A `VotingRegressor` is a simple yet effective ensemble method. It works by training several different regression models (e.g., a Linear Regression, a Ridge regressor, and a Decision Tree regressor) on the same dataset. To make a final prediction for a new data point, it simply **averages the individual predictions** from each of its base models.

This averaging process can help to smooth out the errors and biases of the individual models, often resulting in a more stable and accurate overall prediction.

---

## 1. Predicting Home Prices

We will use a home prices dataset to predict the `price_lakhs` based on the `area_sqr_ft` and the number of `bedrooms`.


In [9]:
import pandas as pd

df = pd.read_csv("regression_home_prices.csv")
df.head()

Unnamed: 0,area_sqr_ft,price_lakhs,bedrooms
0,656.0,39.0,2
1,1260.0,83.2,2
2,1057.0,86.6,3
3,1259.0,59.0,2
4,1800.0,140.0,3


First, we split our data into training and testing sets.

In [10]:
from sklearn.model_selection import train_test_split

X = df[["area_sqr_ft","bedrooms"]]
y = df["price_lakhs"]

X_train, X_test, y_train, y_test = train_test_split(X, y, test_size=0.2, random_state=10)

## 2. Baseline Model: A Single Linear Regressor

Before building our ensemble, let's train a single `LinearRegression` model to establish a baseline R-squared ($R^2$) score.


In [11]:
from sklearn.linear_model import LinearRegression

model = LinearRegression()
model.fit(X_train, y_train)
model.score(X_test, y_test)

0.8874887686858771

Our baseline model achieves an R² score of **88.7%**.
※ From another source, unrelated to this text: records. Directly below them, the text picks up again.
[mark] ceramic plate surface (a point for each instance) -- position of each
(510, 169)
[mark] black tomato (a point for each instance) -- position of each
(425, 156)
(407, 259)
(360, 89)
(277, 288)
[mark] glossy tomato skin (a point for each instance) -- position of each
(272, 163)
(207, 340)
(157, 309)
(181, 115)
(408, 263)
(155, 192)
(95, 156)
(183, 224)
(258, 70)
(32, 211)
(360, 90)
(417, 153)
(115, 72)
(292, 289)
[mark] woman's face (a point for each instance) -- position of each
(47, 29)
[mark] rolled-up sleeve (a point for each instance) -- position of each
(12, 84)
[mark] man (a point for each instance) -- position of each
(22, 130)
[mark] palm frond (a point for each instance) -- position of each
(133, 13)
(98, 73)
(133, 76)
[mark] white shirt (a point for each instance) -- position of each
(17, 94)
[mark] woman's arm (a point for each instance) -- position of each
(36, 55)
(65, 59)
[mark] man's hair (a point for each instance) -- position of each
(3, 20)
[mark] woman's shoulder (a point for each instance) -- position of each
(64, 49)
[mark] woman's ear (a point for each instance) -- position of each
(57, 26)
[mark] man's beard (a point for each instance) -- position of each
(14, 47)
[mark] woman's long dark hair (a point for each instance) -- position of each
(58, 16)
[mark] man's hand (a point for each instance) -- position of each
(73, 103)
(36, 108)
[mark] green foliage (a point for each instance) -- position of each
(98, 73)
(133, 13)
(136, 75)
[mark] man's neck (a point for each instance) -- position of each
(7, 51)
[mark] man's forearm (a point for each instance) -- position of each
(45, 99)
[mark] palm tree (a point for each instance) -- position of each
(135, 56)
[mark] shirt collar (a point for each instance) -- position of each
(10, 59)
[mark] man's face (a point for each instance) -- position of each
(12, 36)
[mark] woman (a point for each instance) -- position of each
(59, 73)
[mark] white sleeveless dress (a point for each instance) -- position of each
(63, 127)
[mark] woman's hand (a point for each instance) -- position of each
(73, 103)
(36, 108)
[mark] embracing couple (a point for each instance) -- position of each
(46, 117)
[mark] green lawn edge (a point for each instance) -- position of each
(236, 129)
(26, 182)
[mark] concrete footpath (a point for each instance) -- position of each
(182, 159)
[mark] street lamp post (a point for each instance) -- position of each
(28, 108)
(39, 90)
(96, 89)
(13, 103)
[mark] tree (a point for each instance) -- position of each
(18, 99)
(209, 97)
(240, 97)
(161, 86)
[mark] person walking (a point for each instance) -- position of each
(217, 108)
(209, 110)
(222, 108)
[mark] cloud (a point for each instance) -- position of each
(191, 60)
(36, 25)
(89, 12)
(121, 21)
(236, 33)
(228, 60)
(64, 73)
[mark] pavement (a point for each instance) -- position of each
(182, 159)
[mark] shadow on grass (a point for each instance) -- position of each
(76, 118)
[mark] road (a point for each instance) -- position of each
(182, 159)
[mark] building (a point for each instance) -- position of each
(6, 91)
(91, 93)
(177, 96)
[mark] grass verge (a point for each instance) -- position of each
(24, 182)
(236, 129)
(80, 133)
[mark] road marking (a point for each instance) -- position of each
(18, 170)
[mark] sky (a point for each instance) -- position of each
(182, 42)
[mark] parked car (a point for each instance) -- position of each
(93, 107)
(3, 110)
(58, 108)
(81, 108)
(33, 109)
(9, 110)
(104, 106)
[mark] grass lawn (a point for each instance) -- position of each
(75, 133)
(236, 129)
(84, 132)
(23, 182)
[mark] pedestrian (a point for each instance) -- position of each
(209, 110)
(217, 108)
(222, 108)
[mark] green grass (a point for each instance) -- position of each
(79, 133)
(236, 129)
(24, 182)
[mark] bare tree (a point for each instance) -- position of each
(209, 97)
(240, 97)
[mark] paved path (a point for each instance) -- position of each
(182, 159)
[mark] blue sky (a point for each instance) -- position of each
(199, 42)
## 3. Combining Models with the Voting Regressor

Now, let's create an ensemble using three different types of regression models:
1.  `LinearRegression`
2.  `Ridge` (a regularized linear model)
3.  `DecisionTreeRegressor`

The `VotingRegressor` will combine the predictions of these three models.

In [12]:
from sklearn.ensemble import VotingRegressor
from sklearn.linear_model import Ridge
from sklearn.tree import DecisionTreeRegressor

# Create the individual models
lin_reg = LinearRegression()
ridge_reg = Ridge(alpha=1.0)
dt_reg = DecisionTreeRegressor()

# Create the Voting Regressor
vr = VotingRegressor(estimators=[
    ('lr', lin_reg),
    ('rr', ridge_reg),
    ('dr', dt_reg)
])

vr.fit(X_train, y_train)
vr.score(X_test, y_test)

0.870340859079508

**Result:** In this case, the ensemble's R² score is **87.0%**, which is slightly lower than our single best model (Linear Regression). This can happen, especially when the base models are not very diverse or when one model is significantly better than the others on a particular dataset. The performance of the `VotingRegressor` can often be improved by tuning the hyperparameters of its base models (e.g., the `alpha` in `Ridge` or `max_depth` in `DecisionTreeRegressor`).


## 4. A Look at the Predictions

To better understand how the ensemble works, let's compare the predictions of the individual models to the final prediction of the `VotingRegressor` for the first few test samples.


In [13]:
# Train individual models to see their separate predictions
lin_reg.fit(X_train, y_train)
ridge_reg.fit(X_train, y_train)
dt_reg.fit(X_train, y_train)

# Create a comparison DataFrame
df_pred = pd.DataFrame({
    'Actual': y_test[:3].values,
    'Linear': lin_reg.predict(X_test[:3]),
    'Ridge': ridge_reg.predict(X_test[:3]),
    'Decision Tree': dt_reg.predict(X_test[:3]),
    'Voting Regressor': vr.predict(X_test[:3])
})

df_pred

Unnamed: 0,Actual,Linear,Ridge,Decision Tree,Voting Regressor
0,68.0,79.1594,79.505063,82.0,80.221488
1,80.1,70.964695,71.280219,68.0,70.081638
2,69.0,63.514964,63.803088,68.0,65.106017


As you can see, the prediction from the `VotingRegressor` is the average of the predictions from the three individual models. For the first row: `(79.16 + 79.16 + 82.34) / 3 ≈ 80.22`.


## 5. Conclusion

The `VotingRegressor` is a straightforward and powerful technique for creating a more robust regression model. By averaging the outputs of several different models, it can often smooth out individual errors and lead to more stable predictions. While it didn't outperform the best single model in this specific instance with default parameters, it remains a valuable tool in the ensemble learning toolkit.